After 1949, he continued in music as the conductor of the Saginaw Civic Symphony from 1951 to 1959.

==Personal life==
Joseph's wife was a pianist named Lara (née Lieberman) was born in Nikolaev, where they were married in June 1917.
Their son William was born in June 1918 in Russia and their daughter Salomea (Sally Fox) was born in California in December 1929. Sally would go on to become a professional photographer and editor of books of art about women's everyday lives in history, while William became a television scriptwriter in Hollywood.

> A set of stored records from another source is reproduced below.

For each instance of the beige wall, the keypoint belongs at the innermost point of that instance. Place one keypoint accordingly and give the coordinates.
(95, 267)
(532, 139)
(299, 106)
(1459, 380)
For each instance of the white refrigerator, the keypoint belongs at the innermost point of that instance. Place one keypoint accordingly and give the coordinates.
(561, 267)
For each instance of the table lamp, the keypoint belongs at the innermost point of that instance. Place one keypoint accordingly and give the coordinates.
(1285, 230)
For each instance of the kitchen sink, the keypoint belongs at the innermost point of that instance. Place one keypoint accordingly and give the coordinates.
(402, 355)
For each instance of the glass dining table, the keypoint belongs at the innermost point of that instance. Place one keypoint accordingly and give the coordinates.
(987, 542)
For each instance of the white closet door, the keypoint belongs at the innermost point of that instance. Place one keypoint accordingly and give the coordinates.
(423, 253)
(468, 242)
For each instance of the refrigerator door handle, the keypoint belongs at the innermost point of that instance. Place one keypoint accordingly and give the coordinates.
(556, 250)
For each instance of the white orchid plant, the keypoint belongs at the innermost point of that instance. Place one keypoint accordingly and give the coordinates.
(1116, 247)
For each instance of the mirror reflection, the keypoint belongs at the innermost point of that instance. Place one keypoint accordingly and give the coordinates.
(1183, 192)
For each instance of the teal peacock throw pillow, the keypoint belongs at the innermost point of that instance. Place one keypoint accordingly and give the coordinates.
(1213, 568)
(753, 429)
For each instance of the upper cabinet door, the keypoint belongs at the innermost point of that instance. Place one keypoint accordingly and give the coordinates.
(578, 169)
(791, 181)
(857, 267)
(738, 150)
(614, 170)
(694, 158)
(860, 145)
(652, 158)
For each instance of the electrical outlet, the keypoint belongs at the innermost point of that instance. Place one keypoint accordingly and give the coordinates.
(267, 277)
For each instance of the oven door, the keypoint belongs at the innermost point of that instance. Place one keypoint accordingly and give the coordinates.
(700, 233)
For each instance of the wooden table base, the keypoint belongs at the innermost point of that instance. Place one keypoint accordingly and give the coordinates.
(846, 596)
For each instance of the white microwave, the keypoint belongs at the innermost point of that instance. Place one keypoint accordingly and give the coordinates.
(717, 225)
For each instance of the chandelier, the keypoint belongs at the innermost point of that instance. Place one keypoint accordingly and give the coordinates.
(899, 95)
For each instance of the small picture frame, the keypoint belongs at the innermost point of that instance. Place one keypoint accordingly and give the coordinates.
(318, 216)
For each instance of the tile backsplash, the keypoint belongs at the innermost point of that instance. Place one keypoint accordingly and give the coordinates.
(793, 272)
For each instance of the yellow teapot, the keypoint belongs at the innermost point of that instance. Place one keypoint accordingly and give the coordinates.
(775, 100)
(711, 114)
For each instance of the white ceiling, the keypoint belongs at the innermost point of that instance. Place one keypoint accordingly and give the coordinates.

Cherniavsky died on 3 November 1959 in New York City.

==Legacy==
During the Klezmer revival, which began in the late 1970s, there was renewed interest in the klezmer and Jewish compositions of Cherniavsky's early career. The Klezmorim covered one of his songs on their self-titled 1984 album. A band led by Pete Sokolow in the 1980s called the Original Klezmer Jazz Band incorporated Cherniavsky's material into their repertoire. In 1993, one of his 1920s recordings appeared on the compilation Klezmer Pioneers (European And American Recordings 1905-1952) by Rounder Records, and in the same year on the compilation Mazel Tov: more music of the Jewish people by Intersound, Inc. In 1999 another track of his was reissued on Oytsres Treasures: klezmer music, 1908-1996 by Wergo records.